The equipment used in the outlying areas of your network represent the weak link for hackers, the low-hanging fruit, increasing the overall security risk for the organization and its B2B/B2C partners. Common risks include spying, infection of connected devices, and the ransoming of the wider network ecosystem. Compromised endpoint network equipment such as computers and routers can set the stage for sophisticated botnet attacks and the spread to other systems, networks and servers, including those of partners.

Are you going to regularly mobilize truckloads out to every possible remote router site to try to secure these new connections? More sophisticated security equipment requires technical expertise, something most home office workers and many branch offices lack. Constant truck-hauls to every distributed site add up from an overall cost standpoint. Bolting on security through software patches can be a struggle, especially when managing updates and renewals across several security vendors and your busy workforce.
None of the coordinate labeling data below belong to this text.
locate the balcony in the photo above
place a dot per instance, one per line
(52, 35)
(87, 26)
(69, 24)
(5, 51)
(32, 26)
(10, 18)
In response to these security and cost challenges, best practices for protecting remote equipment endpoints include:

  • Frequent, automatic software updates that don’t harass business-focused, non-technical home officer workers. Leverage security-as-a-service (SECaaS) to rapidly orchestrate and automate advanced security and smart cyber risk management.
  • Virtual firewall as a service (FWaaS) that blocks unwanted traffic from your defined and controllable network endpoints, including wandering user devices.
  • A VPN, or similar secure tunnel, that segments ISP traffic from private network traffic. This VPN capability should be “always on,” noninvasively coating the attack surface and protecting company used-devices from breach and deeper infection.
  • Multifactor authentication (MFA), which helps to ensure the person or system trying to access a device, network or system is the same person or device authorized for access. MFA includes passwords, security tokens, and, in some cases, biometric identification.
  • Cloaking of a device’s and network’s unique identifiers or presence, making it difficult for other people and devices in range to detect.
  • Encryption and private circuit use to mitigate outsiders from viewing, stealing or ransoming sensitive data.
  • Device hardening, so the endpoint can block legacy or unnecessary ports and services that act as doors for easy infiltration.
  • DNS filtering. These are the oft-color-coded listings and commands, which involve preconfiguring devices with software agents to prevent infection from dangerous sites and other network entities.
  • Avoidance of direct peer-to-peer computing or peer-to-private-server communication approaches. Remote Desktop Protocol and similar P2P network services are an easy gameboard for hackers. RDP sessions store credentials which can be stolen and wielded in “pass the hash” attacks. If you use P2P apps, it’s critical to orchestrate advanced, layered security mechanisms, including identity access control, encryption, and zero trust architecture.
  • Seamless support of the latest Wi-Fi authentication and encryption standards, which can help to protect on-device data and access points.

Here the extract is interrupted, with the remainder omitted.